We take care of each other as best we can, but the rest consider us a burden on society to be ignored, ridiculed or abused. We are growing in number exponentially and are invisible, except when we are targets.
Few in politics appear to realize that there are far more poor people than those that are not at this point, most of whom do work and always much harder and longer hours than their comfortable white collar betters that the politicians cater to.
The only politicians that ever cared about the poor were the Socialists and for a time the FDR type Democrats (another nearly extinct specie) - From a pragmatic standpoint the party lost the poor vote when the party began attacking us with welfare reform and cuts to social programs and began to ignore us in earnest. As a result of this voter turnout is quite low for such a large population and politicians believe it best to ignore the poor because they do not vote.
I understand the cold pragmatism of the centrist Democrats that ignore us because we don't vote, but don't understand how as human beings they do not care how many of us and our children are living in cars or in boxes and most do not have enough to eat let alone the comforts of life enjoyed by the "middle class".

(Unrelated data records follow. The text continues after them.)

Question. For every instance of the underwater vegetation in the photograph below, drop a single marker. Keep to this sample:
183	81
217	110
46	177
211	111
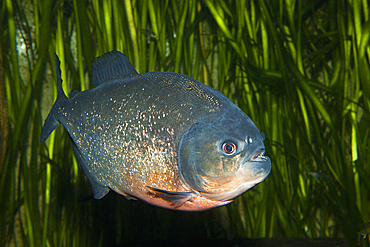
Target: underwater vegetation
299	69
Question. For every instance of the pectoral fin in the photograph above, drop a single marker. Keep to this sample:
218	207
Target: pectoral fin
98	190
175	199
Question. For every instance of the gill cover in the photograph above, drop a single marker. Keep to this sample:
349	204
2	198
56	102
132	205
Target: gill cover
207	161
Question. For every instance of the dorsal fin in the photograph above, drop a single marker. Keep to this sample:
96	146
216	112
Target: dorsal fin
109	66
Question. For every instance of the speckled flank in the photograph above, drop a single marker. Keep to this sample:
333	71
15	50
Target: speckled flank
130	140
159	137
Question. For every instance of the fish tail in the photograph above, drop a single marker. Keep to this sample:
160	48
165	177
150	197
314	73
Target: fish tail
51	121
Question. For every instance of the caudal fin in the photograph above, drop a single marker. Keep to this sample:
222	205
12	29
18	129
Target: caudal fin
51	122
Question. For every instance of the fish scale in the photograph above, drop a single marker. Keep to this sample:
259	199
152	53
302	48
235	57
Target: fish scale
131	135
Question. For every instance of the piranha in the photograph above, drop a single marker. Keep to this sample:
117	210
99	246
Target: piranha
161	137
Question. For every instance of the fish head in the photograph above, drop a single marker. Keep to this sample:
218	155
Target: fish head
223	156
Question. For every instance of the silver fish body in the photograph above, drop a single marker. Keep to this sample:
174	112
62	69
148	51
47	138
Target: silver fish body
161	137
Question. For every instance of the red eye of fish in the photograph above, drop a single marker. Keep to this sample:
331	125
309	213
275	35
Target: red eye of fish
228	147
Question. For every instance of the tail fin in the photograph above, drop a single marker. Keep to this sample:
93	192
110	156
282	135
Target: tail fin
51	122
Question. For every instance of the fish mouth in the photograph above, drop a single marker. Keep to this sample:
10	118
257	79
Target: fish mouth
258	156
257	165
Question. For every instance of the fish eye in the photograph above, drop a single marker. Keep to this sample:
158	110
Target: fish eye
228	147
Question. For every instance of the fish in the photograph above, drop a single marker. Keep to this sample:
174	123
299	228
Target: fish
161	137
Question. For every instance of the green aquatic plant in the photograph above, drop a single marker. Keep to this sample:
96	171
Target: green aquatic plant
299	69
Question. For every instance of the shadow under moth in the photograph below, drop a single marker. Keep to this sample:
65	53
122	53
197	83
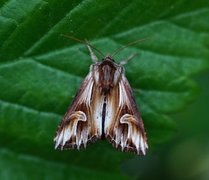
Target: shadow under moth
103	107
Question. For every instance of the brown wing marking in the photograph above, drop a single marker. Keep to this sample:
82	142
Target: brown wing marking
78	126
125	129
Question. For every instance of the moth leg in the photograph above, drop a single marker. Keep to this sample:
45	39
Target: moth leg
93	56
128	59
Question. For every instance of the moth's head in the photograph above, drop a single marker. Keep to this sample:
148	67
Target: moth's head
108	58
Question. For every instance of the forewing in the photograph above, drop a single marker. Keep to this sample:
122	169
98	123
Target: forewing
78	127
123	124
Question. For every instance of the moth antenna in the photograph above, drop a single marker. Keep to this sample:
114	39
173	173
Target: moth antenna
84	42
93	56
129	44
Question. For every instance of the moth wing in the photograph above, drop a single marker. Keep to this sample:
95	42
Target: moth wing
124	126
79	125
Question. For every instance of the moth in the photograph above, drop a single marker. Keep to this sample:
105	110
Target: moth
103	108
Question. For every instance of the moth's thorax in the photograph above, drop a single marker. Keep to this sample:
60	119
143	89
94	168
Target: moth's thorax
107	74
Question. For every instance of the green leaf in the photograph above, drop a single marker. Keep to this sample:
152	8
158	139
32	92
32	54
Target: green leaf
40	72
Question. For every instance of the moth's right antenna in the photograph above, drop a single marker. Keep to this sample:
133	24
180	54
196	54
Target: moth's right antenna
84	42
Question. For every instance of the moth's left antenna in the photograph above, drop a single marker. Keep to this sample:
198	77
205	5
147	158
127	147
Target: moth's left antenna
84	42
129	44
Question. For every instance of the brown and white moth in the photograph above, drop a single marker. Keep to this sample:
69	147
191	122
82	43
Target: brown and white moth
103	107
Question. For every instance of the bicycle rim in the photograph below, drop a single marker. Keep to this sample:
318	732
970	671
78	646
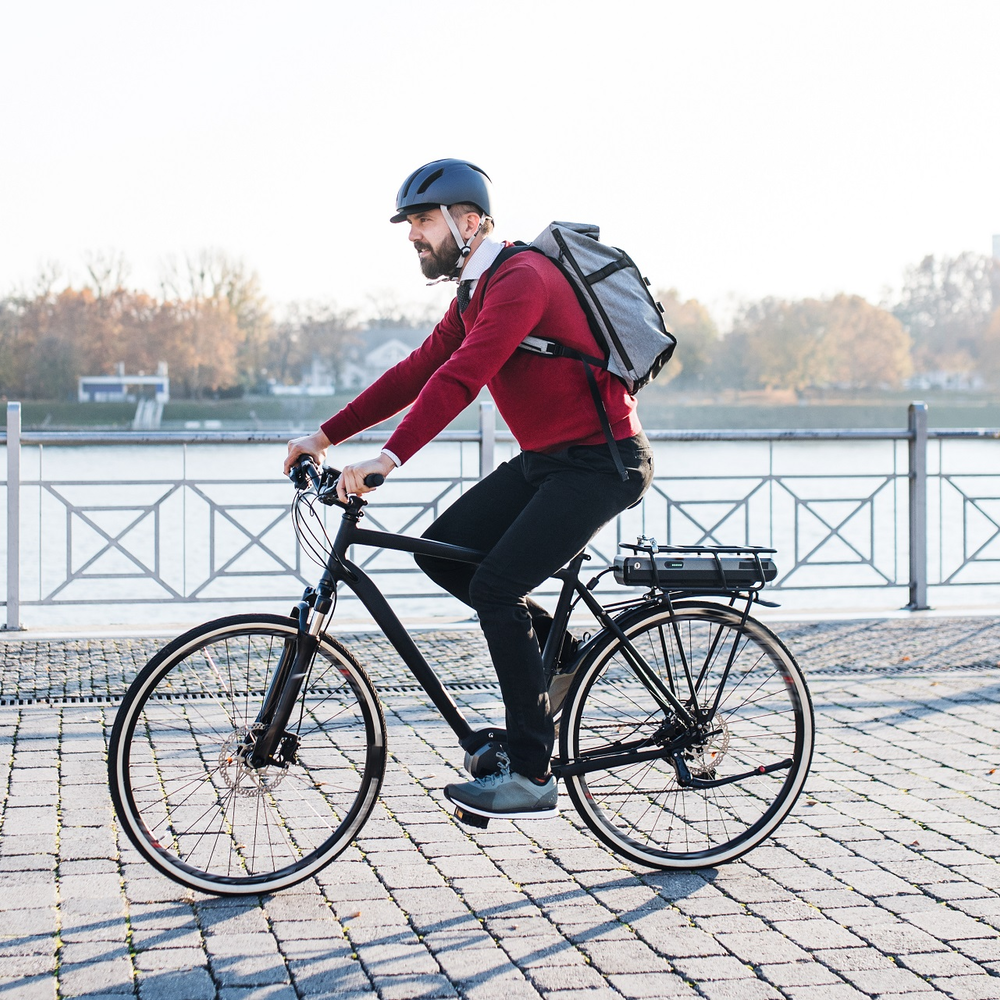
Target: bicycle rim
184	796
764	719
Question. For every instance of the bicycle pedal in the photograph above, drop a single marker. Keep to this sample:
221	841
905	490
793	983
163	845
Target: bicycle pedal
471	819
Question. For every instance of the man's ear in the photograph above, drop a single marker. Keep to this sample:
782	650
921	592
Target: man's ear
470	224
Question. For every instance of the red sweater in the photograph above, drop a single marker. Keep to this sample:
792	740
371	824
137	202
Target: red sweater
545	402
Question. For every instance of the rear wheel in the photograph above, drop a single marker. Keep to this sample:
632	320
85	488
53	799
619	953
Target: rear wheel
751	752
184	793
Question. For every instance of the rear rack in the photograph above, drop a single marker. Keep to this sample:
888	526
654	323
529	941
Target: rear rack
695	568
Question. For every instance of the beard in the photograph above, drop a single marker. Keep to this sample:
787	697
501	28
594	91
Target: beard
442	260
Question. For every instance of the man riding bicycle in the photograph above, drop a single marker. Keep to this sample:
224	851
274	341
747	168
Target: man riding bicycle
537	511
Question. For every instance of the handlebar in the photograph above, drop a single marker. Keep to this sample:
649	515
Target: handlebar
305	475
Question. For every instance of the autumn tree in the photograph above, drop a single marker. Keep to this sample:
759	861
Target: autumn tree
780	344
697	339
844	341
312	331
945	305
213	278
868	347
989	360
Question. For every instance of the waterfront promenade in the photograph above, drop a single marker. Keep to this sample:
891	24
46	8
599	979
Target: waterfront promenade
882	883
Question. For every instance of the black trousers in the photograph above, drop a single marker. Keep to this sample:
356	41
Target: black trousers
533	515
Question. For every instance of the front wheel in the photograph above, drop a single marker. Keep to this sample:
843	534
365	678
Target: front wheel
676	797
183	790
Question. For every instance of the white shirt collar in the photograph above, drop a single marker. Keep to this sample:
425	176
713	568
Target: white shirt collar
482	257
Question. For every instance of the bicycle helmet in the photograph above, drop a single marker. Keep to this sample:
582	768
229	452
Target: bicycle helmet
443	182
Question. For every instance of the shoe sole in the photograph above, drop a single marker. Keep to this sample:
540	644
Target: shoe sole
548	813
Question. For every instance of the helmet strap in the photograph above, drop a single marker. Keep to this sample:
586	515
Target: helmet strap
464	249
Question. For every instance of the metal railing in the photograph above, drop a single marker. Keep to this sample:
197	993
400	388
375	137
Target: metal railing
910	509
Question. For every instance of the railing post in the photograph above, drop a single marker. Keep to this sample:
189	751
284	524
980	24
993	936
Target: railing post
13	622
487	437
917	424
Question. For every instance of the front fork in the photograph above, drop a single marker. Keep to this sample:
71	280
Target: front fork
269	742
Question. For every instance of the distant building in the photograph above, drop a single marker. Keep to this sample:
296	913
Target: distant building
122	388
318	382
360	374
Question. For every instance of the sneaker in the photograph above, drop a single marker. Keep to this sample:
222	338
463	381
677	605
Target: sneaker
505	795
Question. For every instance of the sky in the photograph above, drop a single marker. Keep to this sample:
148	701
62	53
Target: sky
735	149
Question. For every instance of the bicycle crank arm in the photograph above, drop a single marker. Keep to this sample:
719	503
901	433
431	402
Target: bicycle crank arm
687	780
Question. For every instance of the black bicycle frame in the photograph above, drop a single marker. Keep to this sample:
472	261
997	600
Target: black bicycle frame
339	569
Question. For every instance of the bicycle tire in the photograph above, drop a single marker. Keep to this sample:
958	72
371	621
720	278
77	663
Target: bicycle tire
765	717
186	800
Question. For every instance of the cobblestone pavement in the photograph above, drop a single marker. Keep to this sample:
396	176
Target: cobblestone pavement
882	883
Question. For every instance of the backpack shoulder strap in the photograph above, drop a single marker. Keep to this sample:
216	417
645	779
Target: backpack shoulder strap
550	348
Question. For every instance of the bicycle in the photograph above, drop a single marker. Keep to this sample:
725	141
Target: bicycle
249	752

I am the rare poor person that does vote, largely to keep the knife at our throats (so close to our jugular) slicing at a slower pace in the hopes that someday things will change in politics before we bleed out. The knife was taken from our throats once by FDR and his ilk and I do realize it was largely to protect Capitalism from an inevitable rise of Communism with so many desperate people having become so poor and running out of options at the time. But it did happen and out of this grew the middle class that was once strong and could even be reached by the poor because upward mobility was still possible.
If the poor vote were ever had, the one that had it would win because we are legion now even if the country pretends we do not exist, perhaps Bernie can get that vote, perhaps he can redo what FDR did, it will take a revolution and he is the only one in a very long time willing to lead that revolution as FDR did so long ago.
One thing is known to me beyond guesswork, if that does not happen soon via Bernie's movement or some other peaceful revolution there has only ever been one other outcome in all of history, a different sort of revolution with blood and a very poor chance that after such a revolution things would improve, because often after those sorts of revolutions the new boss is as bad or worse than the last. So the comfortable middle that can still be seen should take that in consideration rather than simply worrying that their own threatened comfort is now at risk and start caring about the poor that you now ignore and their interests as well.
msanthrope
(37,549 posts)Marketing, marketing....
Octafish
(55,745 posts)The new Narrative:
Don't mention the poor.
So no one thinks about the poor.
Therefore the poor are no longer a problem.
http://www.theatlantic.com/magazine/archive/1997/03/the-worst-thing-bill-clinton-has-done/376797/
Recursion
(56,582 posts)So a politician who wants to win needs to address the top three quintiles.